Status 3 (facilitation)
This is my third post on the idea of 'status' as explored by Keith Johnstone in his book Impro.
As well as high and low status 'players', Keith also identifies 'status experts' who raise and lower their status at will. Why do this? Because low status is better for gaining information efficiently whereas high status is better for giving commands.
I remember an account by one of Margaret Thatcher's aides that sums this up perfectly. When she wanted to know something of you, you felt like the most important person in the room. The information was simply sucked from you. Then in a heartbeat she would reassert her authority and issue you with orders to be followed without further debate. This ability to alter status at will is a trait of all good leaders. Some do it instinctively but many more have learnt it over time.
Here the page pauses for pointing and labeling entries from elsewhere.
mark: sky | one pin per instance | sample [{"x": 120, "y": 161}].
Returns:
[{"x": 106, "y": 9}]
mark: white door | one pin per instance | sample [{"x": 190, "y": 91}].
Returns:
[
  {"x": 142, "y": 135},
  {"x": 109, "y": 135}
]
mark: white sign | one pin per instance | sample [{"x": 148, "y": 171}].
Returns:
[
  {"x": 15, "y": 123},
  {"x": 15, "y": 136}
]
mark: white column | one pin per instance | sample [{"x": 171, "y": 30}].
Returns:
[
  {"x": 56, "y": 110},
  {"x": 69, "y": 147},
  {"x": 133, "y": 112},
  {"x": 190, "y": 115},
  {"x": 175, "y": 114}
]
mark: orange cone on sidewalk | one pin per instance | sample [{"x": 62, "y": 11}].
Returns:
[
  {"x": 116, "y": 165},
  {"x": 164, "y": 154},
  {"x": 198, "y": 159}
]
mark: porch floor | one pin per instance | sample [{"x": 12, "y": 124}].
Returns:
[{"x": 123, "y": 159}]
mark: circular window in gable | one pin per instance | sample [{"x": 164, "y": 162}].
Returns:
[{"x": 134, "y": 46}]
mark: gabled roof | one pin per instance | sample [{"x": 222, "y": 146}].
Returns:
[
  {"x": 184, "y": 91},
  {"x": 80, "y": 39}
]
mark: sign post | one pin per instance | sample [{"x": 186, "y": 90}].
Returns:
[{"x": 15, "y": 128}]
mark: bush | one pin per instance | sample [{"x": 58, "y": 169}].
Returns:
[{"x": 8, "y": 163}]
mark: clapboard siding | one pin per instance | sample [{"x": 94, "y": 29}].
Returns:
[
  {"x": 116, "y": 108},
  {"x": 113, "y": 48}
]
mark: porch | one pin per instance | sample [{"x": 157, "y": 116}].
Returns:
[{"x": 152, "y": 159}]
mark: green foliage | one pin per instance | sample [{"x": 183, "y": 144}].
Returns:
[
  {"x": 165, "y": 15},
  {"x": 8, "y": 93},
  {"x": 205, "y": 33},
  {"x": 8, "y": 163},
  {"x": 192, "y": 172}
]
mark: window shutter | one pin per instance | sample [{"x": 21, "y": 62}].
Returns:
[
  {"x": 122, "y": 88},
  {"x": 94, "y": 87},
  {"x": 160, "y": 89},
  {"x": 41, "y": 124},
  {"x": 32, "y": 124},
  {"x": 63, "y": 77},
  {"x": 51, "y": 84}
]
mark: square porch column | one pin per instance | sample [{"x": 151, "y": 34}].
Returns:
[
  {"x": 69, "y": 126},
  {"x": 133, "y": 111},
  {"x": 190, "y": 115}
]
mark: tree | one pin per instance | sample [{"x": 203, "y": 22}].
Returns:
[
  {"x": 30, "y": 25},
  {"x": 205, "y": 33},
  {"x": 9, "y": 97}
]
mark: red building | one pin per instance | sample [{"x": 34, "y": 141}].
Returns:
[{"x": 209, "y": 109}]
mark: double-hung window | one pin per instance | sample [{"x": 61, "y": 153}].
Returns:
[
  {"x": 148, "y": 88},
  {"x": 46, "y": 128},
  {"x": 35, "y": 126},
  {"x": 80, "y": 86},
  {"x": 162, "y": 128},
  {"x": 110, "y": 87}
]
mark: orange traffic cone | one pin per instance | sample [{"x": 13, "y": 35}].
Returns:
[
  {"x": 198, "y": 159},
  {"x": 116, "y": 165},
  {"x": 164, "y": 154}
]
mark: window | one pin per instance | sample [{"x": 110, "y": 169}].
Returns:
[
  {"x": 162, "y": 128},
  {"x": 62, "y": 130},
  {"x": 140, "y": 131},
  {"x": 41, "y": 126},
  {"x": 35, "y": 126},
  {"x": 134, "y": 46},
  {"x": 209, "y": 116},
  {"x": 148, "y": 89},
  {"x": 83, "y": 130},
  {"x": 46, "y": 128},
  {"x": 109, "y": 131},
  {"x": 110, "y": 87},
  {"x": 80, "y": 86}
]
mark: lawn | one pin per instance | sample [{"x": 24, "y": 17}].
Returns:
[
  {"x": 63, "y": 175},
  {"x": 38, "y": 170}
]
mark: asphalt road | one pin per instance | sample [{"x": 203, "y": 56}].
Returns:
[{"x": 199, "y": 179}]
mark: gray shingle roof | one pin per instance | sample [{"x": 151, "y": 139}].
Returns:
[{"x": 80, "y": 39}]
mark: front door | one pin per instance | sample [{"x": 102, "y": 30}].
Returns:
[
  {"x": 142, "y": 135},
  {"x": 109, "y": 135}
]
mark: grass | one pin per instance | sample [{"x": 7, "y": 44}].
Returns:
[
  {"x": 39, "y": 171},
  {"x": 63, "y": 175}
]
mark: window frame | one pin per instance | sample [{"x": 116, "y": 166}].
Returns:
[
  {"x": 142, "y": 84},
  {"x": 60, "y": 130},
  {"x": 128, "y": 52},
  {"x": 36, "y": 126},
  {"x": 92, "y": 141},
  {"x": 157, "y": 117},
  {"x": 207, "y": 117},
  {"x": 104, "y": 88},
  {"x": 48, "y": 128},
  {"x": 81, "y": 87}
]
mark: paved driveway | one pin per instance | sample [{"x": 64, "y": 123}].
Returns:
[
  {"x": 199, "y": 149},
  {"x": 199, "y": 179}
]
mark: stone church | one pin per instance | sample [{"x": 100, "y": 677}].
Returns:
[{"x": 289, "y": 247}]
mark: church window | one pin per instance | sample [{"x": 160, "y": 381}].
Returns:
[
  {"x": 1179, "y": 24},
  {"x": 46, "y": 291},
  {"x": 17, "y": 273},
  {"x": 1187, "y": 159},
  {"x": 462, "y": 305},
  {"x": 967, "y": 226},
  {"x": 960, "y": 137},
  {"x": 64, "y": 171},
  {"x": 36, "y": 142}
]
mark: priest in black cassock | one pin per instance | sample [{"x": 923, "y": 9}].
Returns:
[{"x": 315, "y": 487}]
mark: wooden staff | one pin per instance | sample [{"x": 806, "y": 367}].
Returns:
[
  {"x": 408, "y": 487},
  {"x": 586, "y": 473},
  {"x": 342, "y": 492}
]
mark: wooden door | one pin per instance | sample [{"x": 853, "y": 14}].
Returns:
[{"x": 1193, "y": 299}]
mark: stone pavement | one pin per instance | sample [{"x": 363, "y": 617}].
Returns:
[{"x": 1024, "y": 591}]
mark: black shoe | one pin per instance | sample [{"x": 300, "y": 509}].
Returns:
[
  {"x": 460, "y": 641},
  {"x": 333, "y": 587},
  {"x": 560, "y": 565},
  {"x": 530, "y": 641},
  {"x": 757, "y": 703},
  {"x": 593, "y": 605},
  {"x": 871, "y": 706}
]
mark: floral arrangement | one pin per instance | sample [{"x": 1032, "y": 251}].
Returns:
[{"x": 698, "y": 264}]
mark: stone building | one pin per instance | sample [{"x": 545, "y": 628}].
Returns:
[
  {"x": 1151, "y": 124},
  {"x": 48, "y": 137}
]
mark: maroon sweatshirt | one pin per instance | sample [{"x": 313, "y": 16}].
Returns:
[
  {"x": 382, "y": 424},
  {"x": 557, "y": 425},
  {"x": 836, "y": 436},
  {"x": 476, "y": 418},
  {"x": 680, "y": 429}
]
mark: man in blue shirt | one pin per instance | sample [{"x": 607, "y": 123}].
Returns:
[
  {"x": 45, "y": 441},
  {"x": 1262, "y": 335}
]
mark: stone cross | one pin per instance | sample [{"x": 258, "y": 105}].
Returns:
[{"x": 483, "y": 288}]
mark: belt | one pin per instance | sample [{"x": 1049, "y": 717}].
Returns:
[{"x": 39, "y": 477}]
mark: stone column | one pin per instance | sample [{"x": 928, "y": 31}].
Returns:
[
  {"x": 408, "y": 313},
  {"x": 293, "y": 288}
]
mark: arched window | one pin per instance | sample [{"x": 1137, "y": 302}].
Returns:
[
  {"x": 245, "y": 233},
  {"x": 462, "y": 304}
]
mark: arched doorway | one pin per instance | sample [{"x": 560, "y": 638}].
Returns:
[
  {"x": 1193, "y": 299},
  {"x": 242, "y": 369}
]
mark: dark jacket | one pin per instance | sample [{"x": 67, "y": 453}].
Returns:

I think that facilitation requires something similar. My definition for facilitation is as follows: -
"Facilitation is the art of helping experienced people articulate intelligent conclusions"
I am not paid to simply tell people what to think and do in a high status manner but rather to usher them towards the 'correct' conclusion. This requires me to: -
- Provide the group with new stimulus (requiring me to be high status)
- Get them to articulate an assessment of that stimulus in the light of what they know already (I have to be low status)
- Then insist that certain activities and exercises are undertaken so as to enact behavioral change (high status again)
- Finally I need them to voluntarily commit to applying what they've learned in my session in 'the real world' (low)
As an external consultant I don't have the luxury of demanding a commitment to change. Instead I have to earn that commitment. Yet even when people recognise that I'm deliberately altering my status to achieve this goal they're usually happy to go along with it.
Status isn't a 'trick' to be pulled so much as an insight into human interactions to be understood.